A network model obtaining module 920, configured to obtain a compressed high-resolution feature network model.

The detecting module 930 is configured to detect the human body image to be detected based on the compressed high-resolution feature network model, and obtain position information of a human body key point in the human body image to be detected.

And an output module 940 for outputting the position information of the human body key points.

As can be seen from the above, the human body key point identification device provided in the embodiment of the present invention obtains the human body image to be detected through the image obtaining module 910; acquiring a compressed high-resolution feature network model through a network model acquisition module 920; detecting the human body image to be detected by a detection module 930 based on the compressed high-resolution feature network model to obtain the position information of the human body key points in the human body image to be detected; the position information of the human body key points is output through the output module 940. Compared with the prior art, the human body key point identification device provided by the scheme of the invention is beneficial to reducing the parameter and the calculated amount, shortening the prediction time and transplanting the model to embedded platforms such as a mobile terminal for use.
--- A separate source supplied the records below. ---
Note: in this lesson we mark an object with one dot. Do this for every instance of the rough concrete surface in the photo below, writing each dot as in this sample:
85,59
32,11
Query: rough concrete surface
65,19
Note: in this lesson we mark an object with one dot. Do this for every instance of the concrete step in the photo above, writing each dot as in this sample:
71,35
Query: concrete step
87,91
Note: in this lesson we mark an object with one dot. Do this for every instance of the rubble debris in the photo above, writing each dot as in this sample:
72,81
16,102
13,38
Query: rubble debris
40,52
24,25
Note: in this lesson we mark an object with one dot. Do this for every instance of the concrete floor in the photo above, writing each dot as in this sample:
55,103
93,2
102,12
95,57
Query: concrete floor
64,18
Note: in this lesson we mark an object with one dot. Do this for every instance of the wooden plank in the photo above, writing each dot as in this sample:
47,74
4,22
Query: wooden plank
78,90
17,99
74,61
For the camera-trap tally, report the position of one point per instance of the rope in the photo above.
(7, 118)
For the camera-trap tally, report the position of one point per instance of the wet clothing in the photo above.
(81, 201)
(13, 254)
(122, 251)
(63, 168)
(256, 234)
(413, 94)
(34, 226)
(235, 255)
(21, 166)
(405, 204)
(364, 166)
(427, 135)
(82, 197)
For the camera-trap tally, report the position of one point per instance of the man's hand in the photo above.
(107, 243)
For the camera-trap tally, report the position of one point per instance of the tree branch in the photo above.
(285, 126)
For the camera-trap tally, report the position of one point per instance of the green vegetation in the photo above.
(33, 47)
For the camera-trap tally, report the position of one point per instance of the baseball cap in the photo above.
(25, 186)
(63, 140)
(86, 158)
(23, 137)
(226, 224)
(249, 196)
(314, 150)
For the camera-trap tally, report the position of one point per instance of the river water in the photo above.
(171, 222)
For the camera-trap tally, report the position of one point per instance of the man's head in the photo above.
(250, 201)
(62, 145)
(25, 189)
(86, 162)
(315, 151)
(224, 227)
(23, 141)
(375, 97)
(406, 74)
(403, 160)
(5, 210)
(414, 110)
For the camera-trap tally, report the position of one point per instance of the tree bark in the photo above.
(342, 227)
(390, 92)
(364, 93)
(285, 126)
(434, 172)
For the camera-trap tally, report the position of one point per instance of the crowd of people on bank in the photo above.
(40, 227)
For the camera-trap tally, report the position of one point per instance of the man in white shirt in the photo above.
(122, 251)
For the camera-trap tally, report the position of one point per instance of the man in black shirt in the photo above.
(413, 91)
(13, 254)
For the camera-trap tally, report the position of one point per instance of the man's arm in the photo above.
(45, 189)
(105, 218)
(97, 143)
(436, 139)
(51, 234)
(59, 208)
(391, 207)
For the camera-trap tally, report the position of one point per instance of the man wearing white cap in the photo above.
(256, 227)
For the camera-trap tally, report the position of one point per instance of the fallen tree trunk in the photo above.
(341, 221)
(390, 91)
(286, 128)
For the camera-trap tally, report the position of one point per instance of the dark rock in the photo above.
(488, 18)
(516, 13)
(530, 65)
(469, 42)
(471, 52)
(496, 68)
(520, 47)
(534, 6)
Specifically, in this embodiment, as shown in fig. 10, the network model obtaining module 920 includes:

and a high-resolution feature network model obtaining unit 921, configured to obtain a high-resolution feature network model.

And a basic module compressing unit 922, configured to compress the basic module of the high-resolution feature network model.

A bottleneck module compressing unit 923, configured to compress the bottleneck module of the high resolution feature network model.

A network model obtaining unit 924, configured to obtain the compressed high-resolution feature network model, and use the obtained high-resolution feature network model as the compressed high-resolution feature network model.

Optionally, the basic module compressing unit 922 is specifically configured to: decomposing the 3 × 3 convolutional layers in the basic module into 1 × 1 convolutional layers, 3 × 3 convolutional layers and 1 × 1 convolutional layers which are connected in sequence; carrying out convolution kernel parameter sharing on the 3 x 3 convolution layer obtained by decomposition; the first layer of the 1 × 1 buildup layer and the 3 × 3 buildup layer are shared between two adjacent base modules.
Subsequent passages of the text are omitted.